To cheers from a standing-room-only audience of Rotterdam workers, members of the Town Board submitted a 2012 budget plan that restores all 16 positions trimmed in Supervisor Frank Del Gallo’s tentative proposal.
Board members Nicola DiLeva, Matt Martin and Wayne Calder introduced a budget that is slightly below the $20.1 million spending plan submitted by Del Gallo earlier this month. The new budget taps some of the more than $2 million existing in special district fund balances to offset expenses from the general fund directly related to the administration of those districts.
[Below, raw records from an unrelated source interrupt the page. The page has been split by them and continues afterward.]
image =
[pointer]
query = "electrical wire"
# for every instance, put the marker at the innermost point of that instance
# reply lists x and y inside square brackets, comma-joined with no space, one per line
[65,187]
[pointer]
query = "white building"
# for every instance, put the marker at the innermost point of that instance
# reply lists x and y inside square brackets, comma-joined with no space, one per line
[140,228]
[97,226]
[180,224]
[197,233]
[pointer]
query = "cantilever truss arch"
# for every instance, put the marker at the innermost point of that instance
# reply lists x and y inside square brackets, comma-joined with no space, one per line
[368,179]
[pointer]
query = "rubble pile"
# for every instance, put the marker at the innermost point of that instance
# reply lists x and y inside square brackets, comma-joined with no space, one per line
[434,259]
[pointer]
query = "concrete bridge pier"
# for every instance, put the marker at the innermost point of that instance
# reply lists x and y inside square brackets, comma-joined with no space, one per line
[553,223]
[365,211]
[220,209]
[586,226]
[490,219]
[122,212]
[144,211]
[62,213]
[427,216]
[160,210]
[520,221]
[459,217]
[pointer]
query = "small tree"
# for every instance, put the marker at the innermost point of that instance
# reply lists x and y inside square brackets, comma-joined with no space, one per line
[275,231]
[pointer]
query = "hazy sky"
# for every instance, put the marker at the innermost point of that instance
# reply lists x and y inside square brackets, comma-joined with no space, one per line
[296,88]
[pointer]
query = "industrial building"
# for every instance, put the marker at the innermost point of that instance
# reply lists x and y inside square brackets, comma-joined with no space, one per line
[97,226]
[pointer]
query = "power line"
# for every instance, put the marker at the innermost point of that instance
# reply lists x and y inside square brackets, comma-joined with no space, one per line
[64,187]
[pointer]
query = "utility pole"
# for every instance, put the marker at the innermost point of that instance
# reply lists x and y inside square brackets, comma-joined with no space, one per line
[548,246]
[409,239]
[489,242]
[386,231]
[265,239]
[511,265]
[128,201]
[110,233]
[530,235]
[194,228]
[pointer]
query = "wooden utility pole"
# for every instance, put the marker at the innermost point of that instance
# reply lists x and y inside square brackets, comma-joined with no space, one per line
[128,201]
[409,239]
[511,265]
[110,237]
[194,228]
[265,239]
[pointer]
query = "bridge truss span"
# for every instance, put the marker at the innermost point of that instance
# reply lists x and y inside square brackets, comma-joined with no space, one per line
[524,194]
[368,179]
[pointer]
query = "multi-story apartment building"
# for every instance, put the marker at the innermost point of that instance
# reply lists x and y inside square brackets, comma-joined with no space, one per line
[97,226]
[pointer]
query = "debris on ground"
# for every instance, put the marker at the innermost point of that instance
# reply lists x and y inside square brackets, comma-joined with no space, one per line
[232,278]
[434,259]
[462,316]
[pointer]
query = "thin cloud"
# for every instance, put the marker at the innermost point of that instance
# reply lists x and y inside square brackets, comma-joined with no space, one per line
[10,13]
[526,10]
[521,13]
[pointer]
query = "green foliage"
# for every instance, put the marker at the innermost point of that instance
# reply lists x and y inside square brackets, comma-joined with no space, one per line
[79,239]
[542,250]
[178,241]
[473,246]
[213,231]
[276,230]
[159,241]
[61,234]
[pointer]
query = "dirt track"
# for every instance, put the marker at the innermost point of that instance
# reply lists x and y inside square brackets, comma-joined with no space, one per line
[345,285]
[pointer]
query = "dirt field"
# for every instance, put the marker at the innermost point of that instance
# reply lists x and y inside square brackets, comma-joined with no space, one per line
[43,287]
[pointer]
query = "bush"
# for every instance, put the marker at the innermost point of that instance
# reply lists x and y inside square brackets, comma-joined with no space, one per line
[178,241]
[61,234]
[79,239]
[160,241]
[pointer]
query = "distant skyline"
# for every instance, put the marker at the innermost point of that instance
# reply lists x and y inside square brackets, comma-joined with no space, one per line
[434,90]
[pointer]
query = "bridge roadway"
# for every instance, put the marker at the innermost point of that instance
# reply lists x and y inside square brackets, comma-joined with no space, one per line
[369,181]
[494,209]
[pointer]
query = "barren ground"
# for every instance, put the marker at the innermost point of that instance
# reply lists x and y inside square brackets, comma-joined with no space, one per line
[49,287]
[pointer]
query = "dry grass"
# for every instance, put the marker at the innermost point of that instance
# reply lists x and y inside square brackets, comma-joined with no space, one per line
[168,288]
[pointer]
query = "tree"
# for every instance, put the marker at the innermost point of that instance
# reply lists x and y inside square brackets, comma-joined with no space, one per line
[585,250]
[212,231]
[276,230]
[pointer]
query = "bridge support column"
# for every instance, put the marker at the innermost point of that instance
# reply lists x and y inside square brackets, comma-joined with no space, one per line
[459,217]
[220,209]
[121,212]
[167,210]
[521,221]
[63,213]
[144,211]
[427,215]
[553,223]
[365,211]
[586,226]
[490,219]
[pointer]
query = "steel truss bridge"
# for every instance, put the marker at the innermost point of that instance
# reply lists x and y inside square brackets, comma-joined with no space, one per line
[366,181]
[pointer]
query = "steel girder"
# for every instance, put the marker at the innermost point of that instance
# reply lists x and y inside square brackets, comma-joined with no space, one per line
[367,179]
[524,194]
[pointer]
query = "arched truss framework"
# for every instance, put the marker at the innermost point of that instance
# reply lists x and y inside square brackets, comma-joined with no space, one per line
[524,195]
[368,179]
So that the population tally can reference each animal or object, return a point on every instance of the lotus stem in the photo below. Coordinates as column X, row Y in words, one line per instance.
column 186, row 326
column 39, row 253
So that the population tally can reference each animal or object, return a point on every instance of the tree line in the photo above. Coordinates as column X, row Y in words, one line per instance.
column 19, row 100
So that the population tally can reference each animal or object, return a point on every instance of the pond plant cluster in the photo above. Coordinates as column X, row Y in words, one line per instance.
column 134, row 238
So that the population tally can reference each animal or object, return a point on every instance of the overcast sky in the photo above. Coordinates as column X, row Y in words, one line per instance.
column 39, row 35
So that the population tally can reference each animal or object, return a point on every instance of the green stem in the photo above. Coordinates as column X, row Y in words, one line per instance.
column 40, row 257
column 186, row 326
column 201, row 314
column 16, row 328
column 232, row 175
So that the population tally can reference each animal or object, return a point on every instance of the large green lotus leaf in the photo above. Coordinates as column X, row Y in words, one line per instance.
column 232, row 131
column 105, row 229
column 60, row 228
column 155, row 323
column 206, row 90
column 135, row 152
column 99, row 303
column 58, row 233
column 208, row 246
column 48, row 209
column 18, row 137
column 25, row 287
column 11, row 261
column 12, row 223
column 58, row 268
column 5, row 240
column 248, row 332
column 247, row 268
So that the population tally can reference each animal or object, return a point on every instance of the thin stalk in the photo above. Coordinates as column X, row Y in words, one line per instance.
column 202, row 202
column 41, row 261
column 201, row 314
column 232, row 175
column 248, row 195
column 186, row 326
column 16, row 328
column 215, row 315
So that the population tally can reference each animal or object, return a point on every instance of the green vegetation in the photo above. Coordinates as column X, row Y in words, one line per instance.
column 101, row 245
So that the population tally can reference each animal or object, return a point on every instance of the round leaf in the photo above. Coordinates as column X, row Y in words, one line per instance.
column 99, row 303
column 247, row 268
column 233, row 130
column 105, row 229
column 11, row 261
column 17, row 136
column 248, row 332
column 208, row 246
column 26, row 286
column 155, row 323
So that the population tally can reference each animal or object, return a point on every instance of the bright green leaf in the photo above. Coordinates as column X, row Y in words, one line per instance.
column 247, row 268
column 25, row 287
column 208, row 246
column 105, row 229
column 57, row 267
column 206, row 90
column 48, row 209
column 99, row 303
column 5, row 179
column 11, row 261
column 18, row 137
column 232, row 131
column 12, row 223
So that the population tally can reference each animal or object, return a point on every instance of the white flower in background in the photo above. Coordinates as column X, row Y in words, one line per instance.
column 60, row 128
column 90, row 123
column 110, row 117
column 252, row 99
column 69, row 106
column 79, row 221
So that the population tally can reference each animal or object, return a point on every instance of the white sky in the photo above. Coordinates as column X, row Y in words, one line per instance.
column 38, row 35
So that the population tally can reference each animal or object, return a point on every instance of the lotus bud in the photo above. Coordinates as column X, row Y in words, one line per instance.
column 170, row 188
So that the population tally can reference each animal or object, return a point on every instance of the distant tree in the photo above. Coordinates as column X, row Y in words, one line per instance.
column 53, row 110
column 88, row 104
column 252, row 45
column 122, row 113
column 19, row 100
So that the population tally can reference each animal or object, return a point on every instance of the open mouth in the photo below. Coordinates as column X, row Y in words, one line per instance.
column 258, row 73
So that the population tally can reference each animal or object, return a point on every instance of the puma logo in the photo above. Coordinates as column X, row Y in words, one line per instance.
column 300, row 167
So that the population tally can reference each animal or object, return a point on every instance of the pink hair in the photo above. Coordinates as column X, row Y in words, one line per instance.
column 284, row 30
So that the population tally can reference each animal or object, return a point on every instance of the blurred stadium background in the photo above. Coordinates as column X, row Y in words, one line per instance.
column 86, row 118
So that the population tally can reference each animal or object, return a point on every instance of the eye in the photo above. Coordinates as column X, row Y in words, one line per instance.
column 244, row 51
“We checked with other towns and we checked with the city, DiLeva said as she introduced the new plan. “They all do it this way.”
The new plan restores jobs for 13 workers slated to be laid off under Del Gallo’s budget and keeps three jobs that would have been eliminated through attrition. The three board members consequently reduced the unemployment line item by $96,000 and the Police Department’s retirement allowance by $175,987.
“We were never given a reason why they were cut,” DiLeva said of the jobs Del Gallo proposed eliminating.
Other items will pressure certain departments into reducing costs. Police overtime was reduced by $30,000 and holiday pay by $12,000. Town Hall and the Police Department may also be a bit colder under the newly proposed budget, which calls for $11,500 reduction in heating costs at both buildings.
The new proposal also restores the salaries of elected officials: $10,000 for board members and $13,000 for Del Gallo. Del Gallo’s proposal eliminated the salaries for all board members and trimmed the pay of most elected officials by 10 percent.
The budget also pinches small amounts of money throughout. For instance, $450 was removed for publication subscriptions for the supervisor’s office. The dog warden’s pay was returned to $5,000 under the new plan. A line item for decorations was eliminated at a savings of $1,000.
DiLeva said, “It took a lot of work, but it’s a sound budget.” DiLeva and Martin were among a trio that drastically altered Del Gallo’s tentative 2011 budget last year. They were joined by former board member Gerard Parisi in submitting a budget that slashed $190,000 in spending, tapped additional fund balance and halved the residential tax increase proposed by Del Gallo.
The proposal introduced Wednesday works within the fiscal framework presented in Del Gallo’s initial proposal. DiLeva said the budget also stays beneath the 2 percent tax cap mandated by the state.
Town Comptroller Anthony Tangarone was unaware of the altered budget proposal until he was handed one at Wednesday’s meeting. On first glance, he said the creative accounting employed by the board seemed legitimate.
“I’ve got to do some homework,” he said after the meeting. “But it sounds feasible.”
Del Gallo opposed the changes, because he didn’t have time to review the proposal. Like Tangarone, he received the changes along with the rest of the public Wednesday evening.
“I’m going to vote no until I see all the changes here,” he said.
The board must yet take final action on its spending plan; towns must adopt their budgets for the coming year by Nov. 20 under state law.